Os planos de contingência, os profissionais, os peritos e cientistas, muitos reconhecidos internacionalmente, não falharam, os técnicos e a decisão técnica não falharam! Respeitaram ao limite a melhor evidência, apenas e tão simplesmente não podiam ter previsto aquilo que não tinham ao seu alcance, no menu de ferramentas. 

Tinham-se esquecido de adicionar a variável “tempo” na sua equação!

De que tempo falamos? Do tempo frio? Poderia ser!

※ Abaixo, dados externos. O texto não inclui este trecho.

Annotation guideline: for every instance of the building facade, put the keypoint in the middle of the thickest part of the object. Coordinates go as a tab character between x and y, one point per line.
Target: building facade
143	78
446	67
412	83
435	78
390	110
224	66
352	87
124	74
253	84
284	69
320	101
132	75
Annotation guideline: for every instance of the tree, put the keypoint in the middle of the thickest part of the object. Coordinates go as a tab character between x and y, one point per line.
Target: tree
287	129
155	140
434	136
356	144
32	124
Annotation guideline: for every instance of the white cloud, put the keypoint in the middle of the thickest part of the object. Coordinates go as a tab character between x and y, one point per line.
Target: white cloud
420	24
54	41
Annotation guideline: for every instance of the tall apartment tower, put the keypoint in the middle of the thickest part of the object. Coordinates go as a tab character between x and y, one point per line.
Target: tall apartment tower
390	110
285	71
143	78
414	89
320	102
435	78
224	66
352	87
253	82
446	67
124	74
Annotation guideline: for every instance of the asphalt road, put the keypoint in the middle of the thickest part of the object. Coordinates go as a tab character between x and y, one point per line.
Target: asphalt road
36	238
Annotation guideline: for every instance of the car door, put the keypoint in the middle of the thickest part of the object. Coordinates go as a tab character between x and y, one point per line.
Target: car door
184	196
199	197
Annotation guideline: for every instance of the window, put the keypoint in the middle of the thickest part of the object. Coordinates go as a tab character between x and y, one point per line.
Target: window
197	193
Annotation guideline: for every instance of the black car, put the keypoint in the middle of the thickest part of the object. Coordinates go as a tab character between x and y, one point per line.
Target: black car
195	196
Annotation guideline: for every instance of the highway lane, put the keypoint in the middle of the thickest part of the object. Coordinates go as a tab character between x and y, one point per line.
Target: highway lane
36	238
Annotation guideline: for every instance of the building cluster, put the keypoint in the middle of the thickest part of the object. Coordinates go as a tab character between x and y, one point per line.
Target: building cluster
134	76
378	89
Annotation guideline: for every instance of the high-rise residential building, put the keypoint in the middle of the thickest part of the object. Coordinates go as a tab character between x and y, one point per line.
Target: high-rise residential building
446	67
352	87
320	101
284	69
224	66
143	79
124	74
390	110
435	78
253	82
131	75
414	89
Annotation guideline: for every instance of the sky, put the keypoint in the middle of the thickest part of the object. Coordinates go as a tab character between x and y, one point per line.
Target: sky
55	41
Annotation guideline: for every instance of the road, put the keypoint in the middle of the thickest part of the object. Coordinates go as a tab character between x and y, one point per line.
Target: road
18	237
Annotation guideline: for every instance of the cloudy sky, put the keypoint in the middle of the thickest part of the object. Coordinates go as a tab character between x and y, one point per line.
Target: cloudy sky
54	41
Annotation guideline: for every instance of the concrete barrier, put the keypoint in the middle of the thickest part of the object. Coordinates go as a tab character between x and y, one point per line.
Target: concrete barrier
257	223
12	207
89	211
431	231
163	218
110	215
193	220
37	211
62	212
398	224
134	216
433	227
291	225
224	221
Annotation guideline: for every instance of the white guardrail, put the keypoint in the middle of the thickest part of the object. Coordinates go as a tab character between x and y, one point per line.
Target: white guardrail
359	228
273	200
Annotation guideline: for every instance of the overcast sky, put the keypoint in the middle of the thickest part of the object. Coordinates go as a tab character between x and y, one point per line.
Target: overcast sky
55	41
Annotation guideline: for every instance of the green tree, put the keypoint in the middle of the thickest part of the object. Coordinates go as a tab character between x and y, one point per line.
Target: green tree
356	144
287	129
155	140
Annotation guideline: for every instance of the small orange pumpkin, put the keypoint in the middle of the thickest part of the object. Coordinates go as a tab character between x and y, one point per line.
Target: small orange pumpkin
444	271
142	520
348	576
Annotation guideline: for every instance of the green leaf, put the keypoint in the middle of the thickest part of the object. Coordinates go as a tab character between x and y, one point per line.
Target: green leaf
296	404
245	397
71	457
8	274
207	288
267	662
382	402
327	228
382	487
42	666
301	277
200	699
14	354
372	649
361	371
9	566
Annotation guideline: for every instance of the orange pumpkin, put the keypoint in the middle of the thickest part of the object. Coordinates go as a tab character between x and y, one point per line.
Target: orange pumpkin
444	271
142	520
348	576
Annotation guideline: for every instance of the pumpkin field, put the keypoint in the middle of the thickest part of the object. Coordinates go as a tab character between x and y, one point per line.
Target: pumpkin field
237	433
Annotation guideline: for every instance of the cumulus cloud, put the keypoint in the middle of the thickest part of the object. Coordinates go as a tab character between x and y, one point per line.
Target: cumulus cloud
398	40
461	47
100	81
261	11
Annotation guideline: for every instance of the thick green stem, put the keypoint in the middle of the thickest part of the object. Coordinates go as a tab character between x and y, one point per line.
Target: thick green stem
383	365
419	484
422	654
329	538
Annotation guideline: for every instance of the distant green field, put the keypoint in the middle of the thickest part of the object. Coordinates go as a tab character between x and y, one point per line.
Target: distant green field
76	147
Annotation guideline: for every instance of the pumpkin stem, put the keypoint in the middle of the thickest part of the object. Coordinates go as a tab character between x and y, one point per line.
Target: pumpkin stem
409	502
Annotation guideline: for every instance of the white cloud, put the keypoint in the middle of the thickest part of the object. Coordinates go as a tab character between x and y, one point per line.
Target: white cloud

Num janeiro dos mais frios dos últimos 20 anos, em que o cidadão não se pode aquecer sem deixar de comer uma refeição ao dia, ou sem deixar de comprar todos os medicamentos que necessita da farmácia. Também poderia estar a falar desse “tempo”, que muitas infeções respiratórias covid e não covid​ terá provocado.

Não! Refiro-me antes ao “tempo” da decisão política, que estava tão alinhada na primeira vaga e que se perdeu no seu “tempo” nas vagas subsequentes! 

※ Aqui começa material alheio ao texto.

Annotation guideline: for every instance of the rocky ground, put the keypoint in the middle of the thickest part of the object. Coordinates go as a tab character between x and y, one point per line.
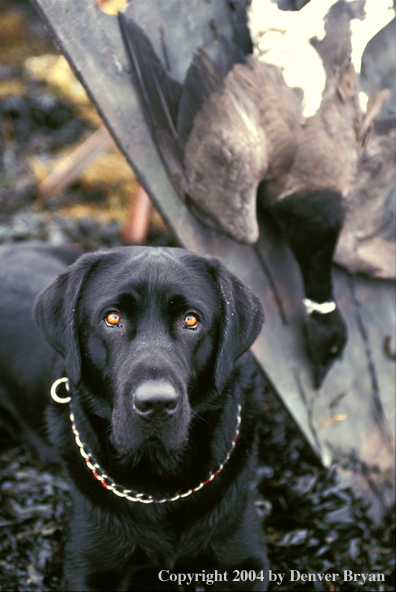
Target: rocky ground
312	524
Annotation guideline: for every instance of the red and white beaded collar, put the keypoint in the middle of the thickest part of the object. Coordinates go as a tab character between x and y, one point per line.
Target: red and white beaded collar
108	482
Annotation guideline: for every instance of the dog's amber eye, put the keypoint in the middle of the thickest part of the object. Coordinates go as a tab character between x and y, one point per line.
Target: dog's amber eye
191	321
113	319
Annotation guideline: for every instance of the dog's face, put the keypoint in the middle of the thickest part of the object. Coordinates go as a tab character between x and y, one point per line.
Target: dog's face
146	331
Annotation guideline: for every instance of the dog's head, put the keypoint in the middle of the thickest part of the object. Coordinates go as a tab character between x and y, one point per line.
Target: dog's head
144	333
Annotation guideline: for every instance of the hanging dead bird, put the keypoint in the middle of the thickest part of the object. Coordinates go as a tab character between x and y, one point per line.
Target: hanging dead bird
247	122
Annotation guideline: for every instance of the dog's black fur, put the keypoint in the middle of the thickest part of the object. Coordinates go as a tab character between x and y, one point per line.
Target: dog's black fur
155	400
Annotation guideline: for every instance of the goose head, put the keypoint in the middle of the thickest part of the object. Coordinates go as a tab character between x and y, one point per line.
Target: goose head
326	336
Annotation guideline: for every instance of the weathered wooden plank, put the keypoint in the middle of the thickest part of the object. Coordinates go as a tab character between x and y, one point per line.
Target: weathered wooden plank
344	418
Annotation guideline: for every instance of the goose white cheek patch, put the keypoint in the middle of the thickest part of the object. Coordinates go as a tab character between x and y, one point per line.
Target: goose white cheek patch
321	307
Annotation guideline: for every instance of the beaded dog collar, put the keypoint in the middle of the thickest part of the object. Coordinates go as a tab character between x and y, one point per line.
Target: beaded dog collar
108	482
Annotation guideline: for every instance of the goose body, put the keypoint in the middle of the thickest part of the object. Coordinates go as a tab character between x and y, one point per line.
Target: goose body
243	132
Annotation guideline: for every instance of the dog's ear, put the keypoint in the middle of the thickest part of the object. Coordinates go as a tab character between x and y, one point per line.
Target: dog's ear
55	313
241	320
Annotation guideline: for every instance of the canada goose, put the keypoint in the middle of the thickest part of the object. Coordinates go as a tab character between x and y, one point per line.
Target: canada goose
246	123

A variável “tempo” da tomada de decisão politica, complexa, reconheça-se, levou à perda de vidas e seguramente a um muito maior atraso na recuperação da economia. As escolhas do natal e o atraso na decisão, o adiar a decisão de fechar o país e as escolas, quando todos os peritos já diziam ser demasiado tarde, saiu, porventura, mais caro ao país em ambas as vertentes, a da saúde e a da economia, do que um confinamento mais precoce, mais curto e mais certeiro. A este inexplicável adiamento da decisão política acresce ainda o tempo perdido na dicotomia entre a decisão e a execução.

Vamos fechar para a semana que hoje já não temos “tempo”!

Quanto mais profunda for a crise pandémica e de saúde pública, mais tempo teremos que estar confinados, já que esta é única arma eficaz neste momento em que as vacinas tardam em chegar, e onde a variável “tempo,” nesta equação, também correu contra nós.